Benefits of a PIPE transaction
For small and medium-sized companies, there are numerous reasons in favor of a PIPE procedure. The due diligence effort is relatively low, which saves considerable costs. Furthermore, the respective
Companies have various marketing costs due to the very limited number of investors. In addition to the lower transaction costs, the rapid processing of the capital market procedure also speaks in favor of this type of issue. In this way, a company can collect fresh capital and invest in new projects within a few weeks.
In addition, due to their hybrid structure between private placement and public placement, PIPEs are characterized by their relatively stable form of financing. Accordingly, they often remain unaffected by the public mood on the capital markets.
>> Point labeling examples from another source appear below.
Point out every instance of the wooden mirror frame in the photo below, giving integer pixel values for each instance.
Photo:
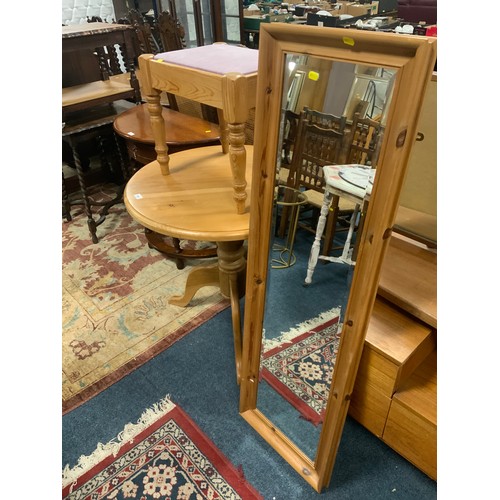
(413, 57)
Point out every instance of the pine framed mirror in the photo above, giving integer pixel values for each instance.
(324, 69)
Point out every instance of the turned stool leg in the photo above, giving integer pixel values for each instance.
(313, 257)
(66, 205)
(83, 188)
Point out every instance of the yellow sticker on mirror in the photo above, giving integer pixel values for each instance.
(313, 75)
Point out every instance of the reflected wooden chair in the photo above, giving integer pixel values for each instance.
(201, 194)
(315, 148)
(324, 120)
(363, 141)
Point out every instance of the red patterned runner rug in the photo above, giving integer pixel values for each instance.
(115, 310)
(165, 455)
(299, 364)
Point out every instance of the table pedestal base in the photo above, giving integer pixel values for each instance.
(229, 274)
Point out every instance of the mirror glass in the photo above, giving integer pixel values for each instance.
(303, 324)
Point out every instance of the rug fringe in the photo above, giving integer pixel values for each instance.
(287, 337)
(129, 432)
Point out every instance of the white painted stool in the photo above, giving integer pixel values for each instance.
(353, 182)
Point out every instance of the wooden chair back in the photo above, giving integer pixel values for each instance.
(363, 140)
(170, 32)
(315, 148)
(325, 120)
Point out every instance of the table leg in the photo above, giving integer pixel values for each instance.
(230, 275)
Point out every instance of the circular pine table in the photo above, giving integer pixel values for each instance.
(195, 202)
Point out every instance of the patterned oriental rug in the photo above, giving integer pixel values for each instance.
(299, 364)
(165, 455)
(115, 310)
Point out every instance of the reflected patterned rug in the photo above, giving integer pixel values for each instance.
(299, 364)
(164, 455)
(115, 311)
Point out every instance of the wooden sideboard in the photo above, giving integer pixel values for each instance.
(395, 394)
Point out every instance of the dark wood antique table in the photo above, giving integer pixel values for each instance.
(108, 82)
(93, 94)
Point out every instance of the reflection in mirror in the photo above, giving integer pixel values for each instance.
(333, 113)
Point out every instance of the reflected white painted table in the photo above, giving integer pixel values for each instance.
(353, 182)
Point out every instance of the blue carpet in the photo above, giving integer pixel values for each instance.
(198, 373)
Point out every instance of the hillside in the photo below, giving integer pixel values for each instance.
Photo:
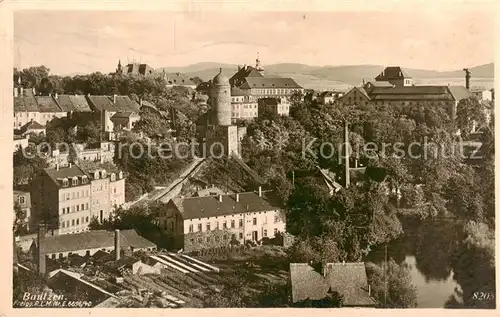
(338, 77)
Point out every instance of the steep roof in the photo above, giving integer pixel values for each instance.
(392, 72)
(65, 172)
(239, 77)
(459, 92)
(210, 206)
(348, 279)
(94, 239)
(73, 103)
(32, 125)
(47, 104)
(269, 82)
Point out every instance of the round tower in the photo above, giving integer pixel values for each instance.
(220, 93)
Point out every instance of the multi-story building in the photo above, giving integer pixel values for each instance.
(66, 198)
(243, 105)
(23, 199)
(214, 221)
(394, 87)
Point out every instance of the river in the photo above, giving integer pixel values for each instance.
(426, 249)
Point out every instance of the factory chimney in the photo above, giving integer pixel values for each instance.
(42, 230)
(467, 78)
(346, 154)
(117, 244)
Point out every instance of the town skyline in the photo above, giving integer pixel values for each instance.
(94, 41)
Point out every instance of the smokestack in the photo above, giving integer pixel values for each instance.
(117, 244)
(346, 154)
(42, 229)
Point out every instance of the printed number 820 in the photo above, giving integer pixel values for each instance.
(483, 296)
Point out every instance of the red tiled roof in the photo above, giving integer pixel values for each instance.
(269, 82)
(94, 239)
(210, 206)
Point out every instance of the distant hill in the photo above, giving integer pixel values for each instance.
(338, 77)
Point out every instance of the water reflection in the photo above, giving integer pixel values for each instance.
(427, 250)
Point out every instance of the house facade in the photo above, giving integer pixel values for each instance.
(215, 221)
(66, 198)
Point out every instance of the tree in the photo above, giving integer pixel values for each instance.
(400, 292)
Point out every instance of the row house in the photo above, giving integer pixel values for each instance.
(66, 198)
(214, 221)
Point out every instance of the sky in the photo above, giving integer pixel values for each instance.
(70, 42)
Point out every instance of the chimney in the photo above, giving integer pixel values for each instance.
(117, 244)
(42, 229)
(346, 154)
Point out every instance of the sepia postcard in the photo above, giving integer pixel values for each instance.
(220, 155)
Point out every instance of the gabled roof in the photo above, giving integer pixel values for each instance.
(65, 172)
(269, 82)
(94, 239)
(239, 77)
(210, 206)
(348, 279)
(392, 72)
(459, 92)
(47, 104)
(32, 125)
(73, 103)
In addition, due to their very flexible design options, PIPEs offer a large number of companies that could not gain a foothold in raising capital.
Disadvantages of issuing via PIPE
However, the numerous advantages of PIPE transactions are also offset by some serious disadvantages. For example, raising capital by means of a PIPE procedure is often very expensive for the respective company, as the rights granted to investors are often considerably greater than on the public capital market.
Regardless of this, very short-term PIPE investors can trigger considerable selling pressure relatively quickly, which can quickly become a significant problem due to the manageable number of investors. In addition, issues via the PIPE process often have a very negative signal effect on capital market participants, since the very fast processing is generally considered to be inadequate. Accordingly, PIPEs have a rather dubious reputation, especially with conservative investors.